In other words, one type of antenna cannot fit every application. Instead, antennas come in many sizes and shapes, each with its own gain value and intended purpose. The following sections describe antenna characteristics in more detail.

Radiation Patterns

Recall from Chapter 1, “RF Signals and Modulation,” that antenna gain is normally a comparison of one antenna against an isotropic antenna, and is measured in dBi (decibel-isotropic). An isotropic antenna does not actually exist because it is ideal, perfect, and impossible to construct. It is also the simplest, most basic antenna possible, which makes it a good starting place for antenna theory.

An isotropic antenna is shaped like a tiny round point. When an alternating current is applied, an RF signal is produced and the electromagnetic waves are radiated equally in all directions.
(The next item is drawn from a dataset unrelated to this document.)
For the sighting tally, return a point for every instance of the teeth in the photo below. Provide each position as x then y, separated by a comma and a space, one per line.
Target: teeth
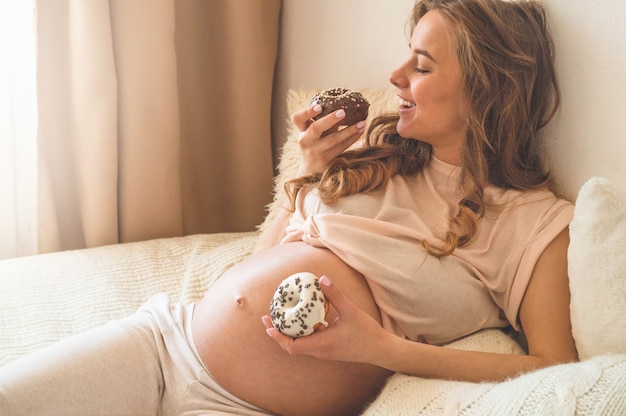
405, 103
The energy produced by the antenna takes the form of an ever-expanding sphere. If you were to move all around an isotropic antenna at a fixed distance, you would find that the signal strength is the same.

To describe the antenna’s performance, you might draw a sphere with a diameter that is proportional to the signal strength, as shown in Figure 4-1. Most likely, you would draw the sphere on a logarithmic scale so that very large and very small numbers could be shown on the same linear plot. A plot that shows the relative signal strength around an antenna is known as the radiation pattern.
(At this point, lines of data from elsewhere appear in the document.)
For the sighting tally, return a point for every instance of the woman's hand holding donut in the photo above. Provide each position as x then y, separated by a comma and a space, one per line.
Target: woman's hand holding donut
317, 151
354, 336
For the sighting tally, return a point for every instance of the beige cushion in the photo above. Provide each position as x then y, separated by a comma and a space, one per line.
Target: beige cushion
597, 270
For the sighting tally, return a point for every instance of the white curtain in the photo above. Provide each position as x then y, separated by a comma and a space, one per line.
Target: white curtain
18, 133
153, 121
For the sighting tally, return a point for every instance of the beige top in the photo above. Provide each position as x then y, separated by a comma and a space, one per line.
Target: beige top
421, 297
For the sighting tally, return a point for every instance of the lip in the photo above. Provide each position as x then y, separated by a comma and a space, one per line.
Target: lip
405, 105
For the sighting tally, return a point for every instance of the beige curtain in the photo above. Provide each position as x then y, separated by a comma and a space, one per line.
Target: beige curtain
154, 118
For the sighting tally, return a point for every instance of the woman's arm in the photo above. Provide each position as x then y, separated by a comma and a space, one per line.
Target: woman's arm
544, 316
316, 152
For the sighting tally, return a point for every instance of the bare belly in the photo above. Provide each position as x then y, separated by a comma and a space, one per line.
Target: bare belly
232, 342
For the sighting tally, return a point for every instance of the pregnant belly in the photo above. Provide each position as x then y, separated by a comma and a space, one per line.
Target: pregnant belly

Figure 4-1 Plotting the Radiation Pattern of an Isotropic Antenna

It is rather difficult to show a three-dimensional plot or shape on a two-dimensional document—especially if the shape is complex or unusual. After all, most physical antennas are not ideal, so their radiation pattern is not a simple sphere. Instead, you could slice through the three-dimensional plot with two orthogonal planes and show the two outlines that are formed from the plot. In Figure 4-1, the sphere is cut by the XY plane, which lies flat along the horizon, and by the XZ plane, which lies vertically along the elevation of the sphere. Figure 4-2 shows the resulting cuts.
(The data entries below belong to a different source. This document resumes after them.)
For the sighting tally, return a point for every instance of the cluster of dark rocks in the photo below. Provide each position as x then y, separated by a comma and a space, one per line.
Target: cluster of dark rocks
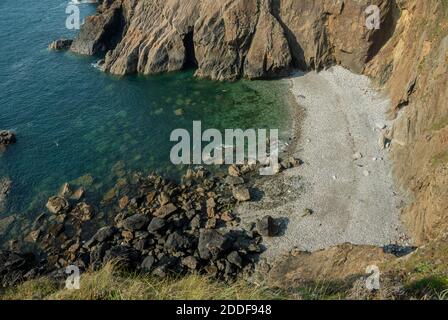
7, 138
148, 224
152, 225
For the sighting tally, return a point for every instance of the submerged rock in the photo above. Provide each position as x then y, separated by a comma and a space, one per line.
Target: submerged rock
57, 205
5, 186
5, 223
14, 267
7, 138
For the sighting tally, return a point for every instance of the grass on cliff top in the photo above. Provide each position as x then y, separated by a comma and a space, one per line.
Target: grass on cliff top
108, 284
421, 275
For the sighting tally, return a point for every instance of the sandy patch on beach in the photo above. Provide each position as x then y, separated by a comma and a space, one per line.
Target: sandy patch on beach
353, 199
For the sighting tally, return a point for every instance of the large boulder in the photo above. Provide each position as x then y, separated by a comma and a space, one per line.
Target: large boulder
212, 244
136, 222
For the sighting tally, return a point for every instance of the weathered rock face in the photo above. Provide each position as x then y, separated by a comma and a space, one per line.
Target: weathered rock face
413, 66
231, 38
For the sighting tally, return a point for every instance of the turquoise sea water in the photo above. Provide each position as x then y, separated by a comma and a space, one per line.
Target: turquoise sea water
72, 120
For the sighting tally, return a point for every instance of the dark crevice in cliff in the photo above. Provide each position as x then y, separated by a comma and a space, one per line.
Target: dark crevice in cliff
297, 53
190, 54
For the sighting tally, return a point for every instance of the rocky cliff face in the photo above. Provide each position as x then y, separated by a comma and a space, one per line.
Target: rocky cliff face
412, 66
232, 38
229, 39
Figure 4-2 Cutting the Radiation Pattern with Two Planes

The plane at the left is known as the H plane or the horizontal (azimuth) plane, and usually shows a top-down view of the radiation pattern through the center of the antenna. The plane at the right is known as the E plane or elevation plane, and shows a side view of the same radiation pattern.

The outline of each plot can be recorded on a polar plot, as shown by the heavy dark lines in Figure 4-3. A polar plot contains concentric circles that represent relative changes in the signal strength as measured at a constant distance from the antenna. The outermost circle usually represents the strongest signal strength, and the inner circles represent weaker signal strength. Although the circles are labeled with numbers like 0, –5, –10, –15, and so on, they do not necessarily represent any absolute dB values. Instead, they are measurements that are relative to the maximum value at the outside circle. If the maximum is shown at the outer ring, everything else will be less than the maximum and will lie further inward.


Figure 4-3 Recording an Isotropic Antenna Pattern on E and H Polar Plots

The circles are also divided into sectors so that a full sweep of 360 degrees can be plotted. This allows measurements to be taken at every angle around the antenna in the plane shown.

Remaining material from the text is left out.